How do you decide what books to read? Is it the genre or subject matter? Or maybe there’s one author whose work you just love to read. I think it’s fairly common for readers to get into one author and read his or her entire oeuvre. Obviously, serialized novels breed repeat viewership, but other authors you just come to trust even when the territory is new or different.
Excluding series, I have two authors with double nods for 30 Books that Shaped my Life. Today is the first “duplicate author,” with Stephen King’s The Stand. I am not a huge Stephen King fan, if I am to be honest. I’ve read a number of his traditional horror stories, and I don’t particularly like them. However, I do feel that Mr. King is one of the best writers I’ve ever had the pleasure of reading. He can turn a phrase with eloquence and truth.

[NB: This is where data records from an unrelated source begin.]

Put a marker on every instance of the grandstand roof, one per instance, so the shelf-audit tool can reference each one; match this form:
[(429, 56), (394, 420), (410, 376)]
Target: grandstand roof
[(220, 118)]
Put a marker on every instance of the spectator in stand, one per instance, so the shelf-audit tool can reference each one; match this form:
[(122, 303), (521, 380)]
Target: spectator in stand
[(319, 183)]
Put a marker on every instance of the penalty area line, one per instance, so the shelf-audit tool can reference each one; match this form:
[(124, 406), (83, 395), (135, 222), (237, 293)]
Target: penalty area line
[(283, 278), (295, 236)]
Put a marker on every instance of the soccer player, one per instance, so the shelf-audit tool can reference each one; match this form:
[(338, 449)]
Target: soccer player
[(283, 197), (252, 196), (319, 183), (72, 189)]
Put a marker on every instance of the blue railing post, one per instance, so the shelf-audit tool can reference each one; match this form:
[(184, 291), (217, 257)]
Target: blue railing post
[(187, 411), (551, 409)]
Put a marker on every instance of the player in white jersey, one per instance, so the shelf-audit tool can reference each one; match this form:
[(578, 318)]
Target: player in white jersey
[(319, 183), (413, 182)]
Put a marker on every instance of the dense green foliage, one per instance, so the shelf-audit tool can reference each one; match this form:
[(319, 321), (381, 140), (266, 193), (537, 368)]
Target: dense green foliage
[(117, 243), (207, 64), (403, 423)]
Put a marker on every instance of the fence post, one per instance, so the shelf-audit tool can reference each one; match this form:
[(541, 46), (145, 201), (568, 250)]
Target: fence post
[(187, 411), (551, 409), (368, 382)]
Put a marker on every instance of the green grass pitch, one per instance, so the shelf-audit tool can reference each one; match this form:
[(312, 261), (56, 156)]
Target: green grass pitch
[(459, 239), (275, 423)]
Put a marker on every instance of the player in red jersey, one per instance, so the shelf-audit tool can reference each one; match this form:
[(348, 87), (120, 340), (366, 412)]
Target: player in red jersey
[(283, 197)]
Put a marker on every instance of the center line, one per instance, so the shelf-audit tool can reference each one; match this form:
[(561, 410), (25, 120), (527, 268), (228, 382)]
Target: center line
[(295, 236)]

I’ve also held the man in high respect in regards to his professionalism. Mr. King has spoken at length about his methods, writing eight hours a day every day. His comments also helped me define myself as a writer when I wasn’t always confident I could. I read once where he defended his own writing against critics by saying, “If you are paid to write, then you are a writer.” I’m probably paraphrasing his statement, but it truly resonated with me. I get paid to blog, for example, which makes me a writer. I have no issues with writers who blog, those who create information or entertainment regardless of whether or not they receive remuneration, but Mr. King put a very nice litmus test out there for those of us who struggle to make it as writers.
Of course, most of us are not as prodigious as Mr. King, whose books could double as doorstops. In fact, when Mr. King wrote The Stand early in his career, the publisher refused to print it in its entirety. The abridged version was the one that was sold, and it was only after Mr. King became a best seller that he could put the longer version of his allegory on shelves. Trust me, The Stand is one of those rare long novels that you never want to end. The layers of humanity, of good and evil, of souls lost and found are so rich that the book haunts you long after you’ve finished reading. However, this is not the typical horror of Stephen King; he did contagion long before it became popular. A military experiment goes awry and the few people left on Earth must battle against Satan and his minions. Long before they take their stand, you get to enjoy a quest of Biblical proportions. It’s a trip well worth taking.